Ci deve pur essere un fondo di verità in chi dice che, come i cani coi loro padroni, anche i vini assomigliano ai loro produttori. Ma quando ho conosciuto Mario e Diana de I Cacciagalli, a poco più di un mese del loro debutto nelle Triple “A”, è stata anche la prima volta che ho assaggiato i loro vini. Per un volta non avevo aspettative, ma se le avessi avute, sicuramente col senno di poi sarebbero state ribaltate in positivo.
Mario da dietro il banco trasuda passione, racconta della masseria, che appartiene alla famiglia di Diana dal 1700, di cui loro rappresentano la sesta generazione; spiega l’incerta origine del nome, forse derivante da “cacciata dei Galli”, in seguito a una battaglia; parla del terroir dell’Alto Casertano, detto Campania Felix dai Romani, influenzato dalle falde del vulcano spento di Roccamonfina e protetto dal massiccio del Matese.

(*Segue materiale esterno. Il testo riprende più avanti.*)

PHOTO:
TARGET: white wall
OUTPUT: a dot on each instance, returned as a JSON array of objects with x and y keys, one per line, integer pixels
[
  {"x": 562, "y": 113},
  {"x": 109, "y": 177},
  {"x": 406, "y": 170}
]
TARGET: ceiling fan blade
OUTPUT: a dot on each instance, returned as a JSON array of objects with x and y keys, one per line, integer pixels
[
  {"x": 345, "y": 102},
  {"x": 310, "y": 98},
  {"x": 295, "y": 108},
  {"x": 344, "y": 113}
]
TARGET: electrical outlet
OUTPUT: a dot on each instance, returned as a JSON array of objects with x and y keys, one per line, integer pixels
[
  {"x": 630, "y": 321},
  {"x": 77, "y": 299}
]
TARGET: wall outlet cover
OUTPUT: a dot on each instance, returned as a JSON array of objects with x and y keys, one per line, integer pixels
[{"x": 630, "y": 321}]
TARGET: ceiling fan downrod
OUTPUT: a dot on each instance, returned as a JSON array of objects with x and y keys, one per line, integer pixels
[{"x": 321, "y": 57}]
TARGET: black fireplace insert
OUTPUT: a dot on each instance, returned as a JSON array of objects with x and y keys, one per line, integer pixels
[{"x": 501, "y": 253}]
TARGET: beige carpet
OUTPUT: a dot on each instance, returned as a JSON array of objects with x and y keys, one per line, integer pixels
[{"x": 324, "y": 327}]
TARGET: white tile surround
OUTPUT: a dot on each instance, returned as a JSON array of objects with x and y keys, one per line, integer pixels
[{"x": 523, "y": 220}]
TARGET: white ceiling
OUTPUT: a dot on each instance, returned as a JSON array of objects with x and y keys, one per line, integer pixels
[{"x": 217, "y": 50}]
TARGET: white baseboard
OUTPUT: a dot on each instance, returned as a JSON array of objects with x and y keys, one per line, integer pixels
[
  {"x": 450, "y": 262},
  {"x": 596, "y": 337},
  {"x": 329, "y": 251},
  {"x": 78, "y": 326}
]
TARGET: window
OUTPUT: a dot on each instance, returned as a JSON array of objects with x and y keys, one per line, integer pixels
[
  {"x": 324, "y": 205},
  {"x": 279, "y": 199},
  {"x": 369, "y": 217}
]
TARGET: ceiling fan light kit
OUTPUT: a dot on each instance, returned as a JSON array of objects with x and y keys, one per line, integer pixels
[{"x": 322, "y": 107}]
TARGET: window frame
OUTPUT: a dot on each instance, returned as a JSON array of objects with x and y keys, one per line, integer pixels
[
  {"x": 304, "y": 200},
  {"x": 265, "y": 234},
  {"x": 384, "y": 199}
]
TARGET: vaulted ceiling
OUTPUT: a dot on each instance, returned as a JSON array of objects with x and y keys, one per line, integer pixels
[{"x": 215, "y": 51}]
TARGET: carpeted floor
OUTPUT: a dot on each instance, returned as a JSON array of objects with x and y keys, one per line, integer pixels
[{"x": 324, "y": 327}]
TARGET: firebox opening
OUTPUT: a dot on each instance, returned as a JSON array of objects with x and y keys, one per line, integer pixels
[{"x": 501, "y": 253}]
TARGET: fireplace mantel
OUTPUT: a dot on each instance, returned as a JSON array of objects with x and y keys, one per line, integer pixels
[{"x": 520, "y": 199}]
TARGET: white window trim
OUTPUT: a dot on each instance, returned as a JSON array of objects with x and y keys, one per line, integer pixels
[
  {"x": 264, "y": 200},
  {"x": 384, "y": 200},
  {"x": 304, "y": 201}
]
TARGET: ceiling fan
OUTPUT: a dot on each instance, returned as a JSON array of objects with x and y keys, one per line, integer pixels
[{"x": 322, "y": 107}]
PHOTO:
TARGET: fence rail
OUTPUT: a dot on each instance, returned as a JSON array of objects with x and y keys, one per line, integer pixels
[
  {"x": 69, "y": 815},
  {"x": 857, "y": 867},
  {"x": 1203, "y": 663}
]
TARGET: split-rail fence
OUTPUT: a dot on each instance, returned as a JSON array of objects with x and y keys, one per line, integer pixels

Una passione che si riflette nel lavoro de I Cacciagalli, alla costante ricerca di purezza e precisione, grazie a un approccio biodinamico nei vigneti e alla scelta di contenitori di “materiali neutri”, ma che abbiano uno scambio con l’esterno, come il cemento e la terracotta, volto alla massima espressione del frutto, del territorio, dell’annata. Ne risultano vini inizialmente introversi, ma agili, essenziali, fini e minerali, vini che parlano casertano, vini che, ora della fine, sono il ritratto di Mario e Diana.